Relg’s face hardened, but he mixed some of the contents of his two pouches together on a flat stone and dribbled a bit of water on the mixture. The pasty substance began to glow.

“Thank you,” Taiba said simply.

Relg refused to answer or even to look at her.

They went back up the passageway, leaving her beside the small pool with her dim little light. She began to sing again, quite softly this time and in a voice near the edge of sleep.

Relg led them through the dark galleries, twisting and changing course frequently, always climbing. Hours dragged by, though time had little meaning in the perpetual darkness. They climbed more of the sheer faces and followed passageways that wound higher and higher up into the vast rock pillar. Garion lost track of direction as they climbed, and found himself wondering if even Relg knew which way he was going. As they rounded another corner in another gallery, a faint breeze seemed to touch their faces. The breeze carried a dreadful odor with it.

“What’s that stink?” Silk asked, wrinkling his sharp nose.

“The slave pens, most likely,” Belgarath replied. “Murgos are lax about sanitation.”

“The pens are under Rak Cthol, aren’t they?” Barak asked. Belgarath nodded.

“And they open up into the city itself?”

“As I remember it, they do.”

“You’ve done it, Relg,” Barak said, clapping the Ulgo on the shoulder.

“Don’t touch me,” Relg told him.

“Sorry, Relg.”

“The slave pens are going to be guarded,” Belgarath told them. “We’ll want to be very quiet now.”

They crept on up the passageway, being careful where they put their feet. Garion was not certain at what point the gallery began to show evidence of human construction. Finally they passed a partially open iron door. “Is there anybody in there?” he whispered to Silk.

The little man sidled up to the opening, his dagger held low and ready. He glanced in, his head making a quick, darting movement. “Just some bones,” he reported somberly.

Belgarath signalled for a halt. “These lower galleries have probably been abandoned,” he told them in a very quiet voice. “After the causeway was finished, the Murgos didn’t need all those thousands of slaves.
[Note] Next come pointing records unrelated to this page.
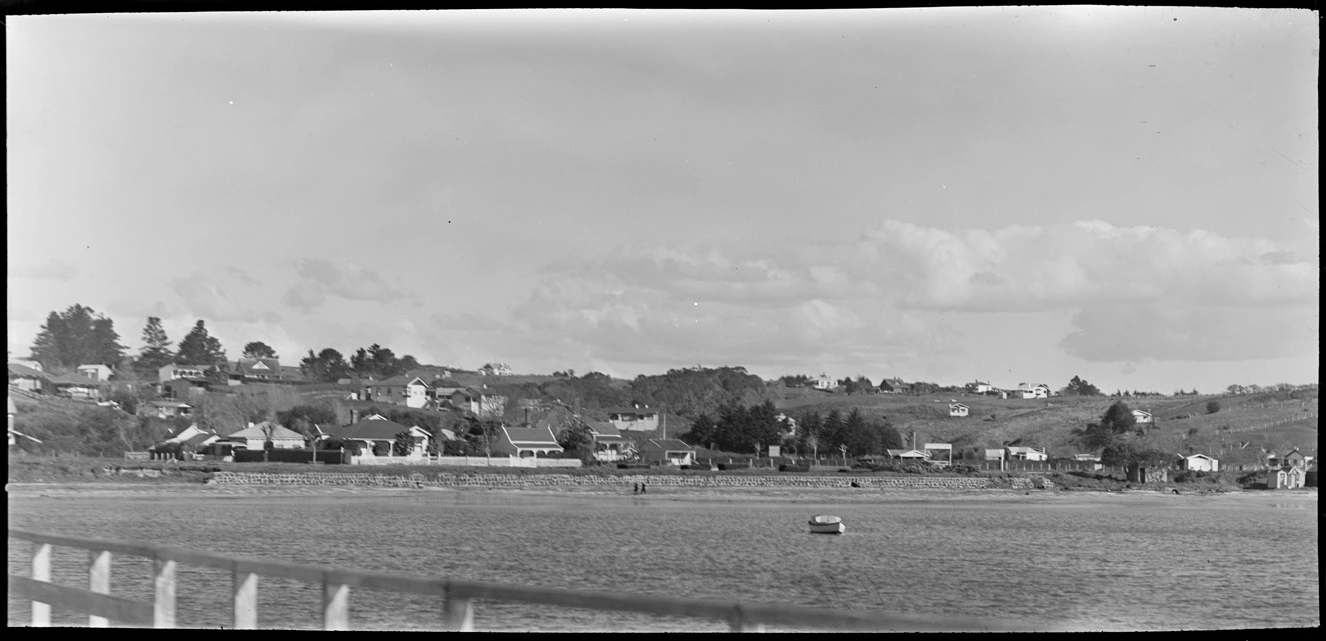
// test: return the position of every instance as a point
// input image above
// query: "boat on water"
(826, 524)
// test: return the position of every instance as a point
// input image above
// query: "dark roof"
(668, 443)
(370, 427)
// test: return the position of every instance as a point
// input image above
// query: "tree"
(155, 352)
(326, 366)
(199, 348)
(77, 336)
(259, 349)
(1077, 386)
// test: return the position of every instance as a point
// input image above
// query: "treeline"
(739, 429)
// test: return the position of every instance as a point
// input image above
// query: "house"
(256, 434)
(173, 370)
(256, 369)
(1020, 453)
(27, 378)
(527, 442)
(1199, 462)
(609, 443)
(495, 369)
(1296, 459)
(77, 386)
(1040, 390)
(379, 433)
(409, 390)
(94, 372)
(166, 409)
(182, 389)
(1141, 474)
(480, 404)
(634, 418)
(1286, 478)
(667, 451)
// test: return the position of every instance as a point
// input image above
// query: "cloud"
(321, 279)
(1178, 332)
(49, 270)
(204, 297)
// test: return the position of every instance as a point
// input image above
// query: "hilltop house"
(609, 443)
(1020, 453)
(173, 370)
(409, 390)
(256, 369)
(527, 442)
(1199, 462)
(634, 418)
(495, 369)
(667, 451)
(94, 372)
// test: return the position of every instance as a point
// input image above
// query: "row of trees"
(374, 361)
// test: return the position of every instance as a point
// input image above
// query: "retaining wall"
(586, 481)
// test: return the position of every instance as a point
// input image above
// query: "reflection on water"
(1097, 563)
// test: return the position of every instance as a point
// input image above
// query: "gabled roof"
(667, 445)
(15, 369)
(531, 437)
(257, 433)
(370, 427)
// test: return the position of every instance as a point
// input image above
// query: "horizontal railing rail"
(456, 596)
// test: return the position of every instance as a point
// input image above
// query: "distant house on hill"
(634, 418)
(667, 451)
(173, 370)
(527, 442)
(1199, 462)
(94, 372)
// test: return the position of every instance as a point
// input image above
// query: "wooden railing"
(456, 596)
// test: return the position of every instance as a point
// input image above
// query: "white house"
(1020, 453)
(1199, 462)
(96, 372)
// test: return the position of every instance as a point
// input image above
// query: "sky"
(1017, 194)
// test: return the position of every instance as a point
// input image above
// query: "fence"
(466, 461)
(456, 596)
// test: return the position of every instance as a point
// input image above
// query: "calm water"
(1089, 562)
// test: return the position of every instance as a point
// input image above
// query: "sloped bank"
(226, 478)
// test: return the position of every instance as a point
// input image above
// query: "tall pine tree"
(155, 352)
(199, 348)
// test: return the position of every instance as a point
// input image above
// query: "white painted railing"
(456, 596)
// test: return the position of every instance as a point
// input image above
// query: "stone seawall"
(588, 481)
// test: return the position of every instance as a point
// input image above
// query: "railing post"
(245, 599)
(739, 621)
(458, 612)
(40, 572)
(163, 612)
(336, 605)
(98, 579)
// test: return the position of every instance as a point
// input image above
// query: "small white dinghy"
(826, 524)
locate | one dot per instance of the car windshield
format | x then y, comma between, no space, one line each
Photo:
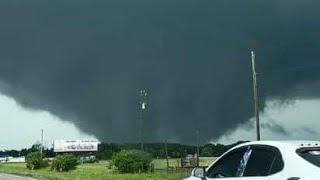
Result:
312,155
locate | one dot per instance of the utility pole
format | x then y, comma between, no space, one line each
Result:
166,152
143,97
255,94
198,148
41,147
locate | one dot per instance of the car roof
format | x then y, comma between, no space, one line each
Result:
282,144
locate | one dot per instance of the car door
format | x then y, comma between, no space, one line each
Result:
227,167
265,163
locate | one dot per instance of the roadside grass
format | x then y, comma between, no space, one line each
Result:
98,171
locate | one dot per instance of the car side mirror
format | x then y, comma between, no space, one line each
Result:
200,172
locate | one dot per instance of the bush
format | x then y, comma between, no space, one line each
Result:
35,161
132,161
64,162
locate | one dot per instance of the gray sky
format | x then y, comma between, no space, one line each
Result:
20,127
294,120
85,61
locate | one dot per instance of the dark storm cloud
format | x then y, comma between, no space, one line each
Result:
85,61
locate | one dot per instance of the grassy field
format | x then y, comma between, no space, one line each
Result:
100,171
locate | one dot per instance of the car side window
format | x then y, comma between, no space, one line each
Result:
227,166
263,162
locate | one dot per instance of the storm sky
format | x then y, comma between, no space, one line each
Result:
85,62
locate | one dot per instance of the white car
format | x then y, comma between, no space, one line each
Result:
265,160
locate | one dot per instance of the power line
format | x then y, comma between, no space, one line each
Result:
255,94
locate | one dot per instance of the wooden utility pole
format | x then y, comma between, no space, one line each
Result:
255,95
166,152
143,96
198,148
41,146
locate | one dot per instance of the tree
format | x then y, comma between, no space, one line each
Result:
132,161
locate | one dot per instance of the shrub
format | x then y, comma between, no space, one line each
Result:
132,161
64,162
35,161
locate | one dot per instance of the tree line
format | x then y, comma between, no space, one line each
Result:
157,150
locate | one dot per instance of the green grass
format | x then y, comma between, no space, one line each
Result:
98,171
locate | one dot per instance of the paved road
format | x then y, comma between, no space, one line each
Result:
13,177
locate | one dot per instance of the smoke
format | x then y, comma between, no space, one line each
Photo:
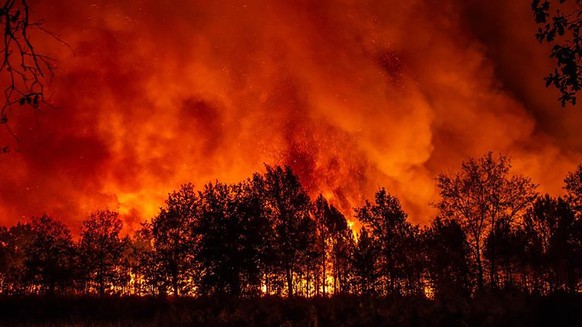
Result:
354,95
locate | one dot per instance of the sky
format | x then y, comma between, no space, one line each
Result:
354,95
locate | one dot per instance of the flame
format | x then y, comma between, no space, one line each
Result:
354,95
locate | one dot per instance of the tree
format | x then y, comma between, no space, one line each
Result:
573,188
287,207
480,195
218,254
102,249
364,263
49,257
387,223
22,69
552,222
560,22
15,242
174,239
447,252
333,238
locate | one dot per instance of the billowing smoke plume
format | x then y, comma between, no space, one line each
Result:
352,94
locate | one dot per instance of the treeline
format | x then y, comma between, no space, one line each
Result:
266,236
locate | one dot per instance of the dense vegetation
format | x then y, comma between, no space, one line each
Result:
265,236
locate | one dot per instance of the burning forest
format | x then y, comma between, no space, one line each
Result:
291,149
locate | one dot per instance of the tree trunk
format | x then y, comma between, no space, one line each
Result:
289,276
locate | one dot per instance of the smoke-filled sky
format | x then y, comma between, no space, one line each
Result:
353,94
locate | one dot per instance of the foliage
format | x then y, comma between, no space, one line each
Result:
560,22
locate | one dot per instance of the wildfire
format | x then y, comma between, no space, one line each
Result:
352,95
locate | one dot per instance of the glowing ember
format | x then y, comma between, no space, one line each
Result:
353,95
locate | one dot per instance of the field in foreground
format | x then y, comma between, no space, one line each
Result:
492,309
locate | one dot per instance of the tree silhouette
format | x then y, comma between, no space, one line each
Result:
174,239
552,222
364,263
287,206
573,188
389,226
22,69
480,195
102,249
15,242
560,22
447,252
49,257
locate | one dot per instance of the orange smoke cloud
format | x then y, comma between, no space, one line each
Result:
353,95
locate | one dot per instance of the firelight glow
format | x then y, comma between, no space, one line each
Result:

We’ll go on up, but be quiet and keep your eyes open.”

They padded silently up the gradual incline of the gallery, passing more of the rusting iron doors, all standing partially ajar. At the top of the slope, the gallery turned back sharply on itself, still angling upward. Some words were crudely lettered on the wall in a script Garion could not recognize. “Grandfather,” he whispered, pointing at the words.

Belgarath glanced at the lettering and grunted. “Ninth level,” he muttered. “We’re still some distance below the city.”

“How far do we go before we start running into Murgos?” Barak rumbled, looking around with his hand on his sword hilt.

Belgarath shrugged slightly. “It’s hard to say. I’d guess that only the top two or three levels are occupied.”

They followed the gallery upward until it turned sharply, and once again there were words written on the wall in the alien script. “Eighth level,” Belgarath translated. “Keep going.”

The smell of the slave pens grew stronger as they progressed upward through the succeeding levels.

“Light ahead,” Durnik warned sharply, just before they turned the corner to enter the fourth level.

“Wait here,” Silk breathed and melted around the corner, his dagger held close against his leg.

The light was dim and seemed to be bobbing slightly, growing gradually brighter as the moments dragged by. “Someone with a torch,” Barak muttered.

The torchlight suddenly flickered, throwing gyrating shadows. Then it grew steady, no longer bobbing. After a few moments, Silk came back, carefully wiping his dagger. “A Murgo,” he told them. “I think he was looking for something. The cells up there are still empty.”